Przeżyłem tutaj już wiele poranków, wiele południ przy słonecznym skwarze. Pośrodku stada owieczek, baranków skakałem z nimi na wyścigi, w parze strojąc swą głowę czapką z leśnych wianków, które od siostry odbierałem w darze. Jestem weselem gór, lilią doliny, co się rozciąga tuż koło Fatimy. Matka Najświętsza wybiera pastusze, do rozmów dzieci, bo to są istoty podatne na to, nieskażone dusze. Niewinne, czyste i pełne prostoty.
13 lipca 2017 roku w naszej parafii czciciele Maryi spotkali się na kolejnym Nabożeństwie Fatimskim, na które składają się Msza św. z kazaniem, Modlitwy Fatimskie, Różaniec pokutny i procesja z figurą Matki Bożej.
Różaniec – modlitwa z Maryją w samym sercu Kościoła, modlitwa obejmująca tajemnicę naszego zbawienia, modlitwa mająca moc wyzwalania, potężna broń w walce z mocami ciemności. "Odmawiajcie różaniec i czyńcie pokutę" to polecenie Matki Bożej z Fatimy, skierowane poprzez trójkę małych dzieci do ludzkości. Jakże potężna jest moc tej modlitwy! Jakże ważna to modlitwa. Przecież tej właśnie modlitwie Ojciec Święty Jan Paweł II poświęcił swój list apostolski „Rosarium Virginis Mariae”i napisał w nim takie między innymi słowa: Różaniec towarzyszył mi w chwilach radości i doświadczenia. Jest to modlitwa przedziwna w swej prostocie i głębi zarazem. A kiedy przybył do Fatimy 13 maja 1982 roku w rocznicę zamachu po to, aby dziękować Matce za ocalenie życia powiedział: Matka Boża Fatimska wskazuje na różaniec, który słusznie określa się mianem "modlitwy Maryi", modlitwy, w której czuje się Ona z nami w szczególny sposób zjednoczona.

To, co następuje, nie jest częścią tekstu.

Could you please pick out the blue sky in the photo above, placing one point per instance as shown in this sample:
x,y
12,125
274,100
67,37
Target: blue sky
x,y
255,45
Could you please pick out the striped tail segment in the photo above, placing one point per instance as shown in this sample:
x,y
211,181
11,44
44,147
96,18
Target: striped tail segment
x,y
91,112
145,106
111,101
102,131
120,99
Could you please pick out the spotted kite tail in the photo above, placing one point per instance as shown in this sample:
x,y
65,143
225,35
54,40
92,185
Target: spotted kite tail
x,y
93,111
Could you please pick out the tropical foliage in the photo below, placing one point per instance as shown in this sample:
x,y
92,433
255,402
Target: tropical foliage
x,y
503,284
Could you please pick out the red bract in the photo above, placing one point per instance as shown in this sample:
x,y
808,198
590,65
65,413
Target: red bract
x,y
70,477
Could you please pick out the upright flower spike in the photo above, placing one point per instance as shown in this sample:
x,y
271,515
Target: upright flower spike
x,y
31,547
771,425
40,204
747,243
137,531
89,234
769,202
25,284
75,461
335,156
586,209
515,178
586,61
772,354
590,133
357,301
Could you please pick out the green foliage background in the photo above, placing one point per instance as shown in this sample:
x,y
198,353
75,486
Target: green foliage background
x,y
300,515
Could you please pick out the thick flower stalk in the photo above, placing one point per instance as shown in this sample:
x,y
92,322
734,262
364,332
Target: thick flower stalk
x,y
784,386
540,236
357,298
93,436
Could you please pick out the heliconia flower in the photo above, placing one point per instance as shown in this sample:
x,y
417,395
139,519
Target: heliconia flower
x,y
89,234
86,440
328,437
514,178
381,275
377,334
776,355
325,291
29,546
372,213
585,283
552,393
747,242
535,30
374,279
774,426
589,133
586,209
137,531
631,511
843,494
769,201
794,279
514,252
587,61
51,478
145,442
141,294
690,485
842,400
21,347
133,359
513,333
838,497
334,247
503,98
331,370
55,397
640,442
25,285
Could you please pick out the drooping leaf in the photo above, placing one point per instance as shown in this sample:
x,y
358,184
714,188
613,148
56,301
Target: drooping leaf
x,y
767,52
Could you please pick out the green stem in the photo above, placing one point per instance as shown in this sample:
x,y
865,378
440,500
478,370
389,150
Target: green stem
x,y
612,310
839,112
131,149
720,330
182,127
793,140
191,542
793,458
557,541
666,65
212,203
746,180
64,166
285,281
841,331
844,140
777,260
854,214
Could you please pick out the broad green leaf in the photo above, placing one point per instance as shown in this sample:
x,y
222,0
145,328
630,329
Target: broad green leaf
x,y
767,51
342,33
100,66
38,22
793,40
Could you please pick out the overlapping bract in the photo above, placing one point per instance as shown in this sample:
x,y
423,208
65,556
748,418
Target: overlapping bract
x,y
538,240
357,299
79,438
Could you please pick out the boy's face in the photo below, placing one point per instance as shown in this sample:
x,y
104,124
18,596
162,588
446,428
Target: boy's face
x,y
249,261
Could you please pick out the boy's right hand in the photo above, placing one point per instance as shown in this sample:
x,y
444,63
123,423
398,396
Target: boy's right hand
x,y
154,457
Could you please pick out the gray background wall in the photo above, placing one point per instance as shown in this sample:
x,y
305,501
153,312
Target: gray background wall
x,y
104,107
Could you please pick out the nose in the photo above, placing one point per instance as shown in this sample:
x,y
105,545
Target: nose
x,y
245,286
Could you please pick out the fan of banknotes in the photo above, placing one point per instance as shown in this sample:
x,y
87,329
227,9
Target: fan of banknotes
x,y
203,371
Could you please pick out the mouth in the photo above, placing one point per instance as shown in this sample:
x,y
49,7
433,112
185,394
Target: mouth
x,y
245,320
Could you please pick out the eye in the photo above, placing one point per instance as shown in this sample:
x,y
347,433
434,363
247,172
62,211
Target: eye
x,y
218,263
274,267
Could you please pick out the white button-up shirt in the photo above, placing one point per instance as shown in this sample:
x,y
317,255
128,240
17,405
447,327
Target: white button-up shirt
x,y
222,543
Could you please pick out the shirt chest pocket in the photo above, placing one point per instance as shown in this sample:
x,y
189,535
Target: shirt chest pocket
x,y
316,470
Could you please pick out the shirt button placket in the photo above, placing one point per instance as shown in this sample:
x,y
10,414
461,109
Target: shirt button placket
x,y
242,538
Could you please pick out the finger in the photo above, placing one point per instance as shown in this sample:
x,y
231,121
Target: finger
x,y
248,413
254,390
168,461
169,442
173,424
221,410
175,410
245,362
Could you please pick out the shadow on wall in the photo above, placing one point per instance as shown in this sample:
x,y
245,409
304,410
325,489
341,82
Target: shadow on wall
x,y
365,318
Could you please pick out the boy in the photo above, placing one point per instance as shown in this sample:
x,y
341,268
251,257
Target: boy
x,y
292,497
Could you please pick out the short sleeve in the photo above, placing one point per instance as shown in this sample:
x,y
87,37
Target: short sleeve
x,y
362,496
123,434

Ona sama modli się z nami.
Modlitwa różańcowa obejmuje problemy Kościoła, Stolicy św. Piotra, problemy całego świata. Pamiętamy w niej również o grzesznikach, modląc się by mogli dostąpić nawrócenia i zbawienia. Modlimy się w nim również za dusze w czyśćcu cierpiące. Przywołując orędzie Matki Najświętszej i całą piękną historię modlitwy różańcowej spójrzmy jak dzisiaj wygląda modlitwa różańcowa? Różne są podejścia do różańca. Jedni kochają tę modlitwę i nie ma dnia, by nie znaleźli nawet przy wielu zajęciach dwudziestu minut na odmówienie cząstki różańca. Inni lubią tę modlitwę tylko wówczas, gdy łączą się w niej z innymi. Jeszcze inni mają dystans wobec różańca, bojąc się rutyny i wielosłowia. Bo do różańca trzeba dorastać. Często pojawia się on w rękach ludzi chorych, starszych, tracących siły, przeżywających życiową tragedię. Jest wtedy traktowany jako ręka Matki, którą dziecko może ująć w swe dłonie, mając pewność, że jest bezpieczne.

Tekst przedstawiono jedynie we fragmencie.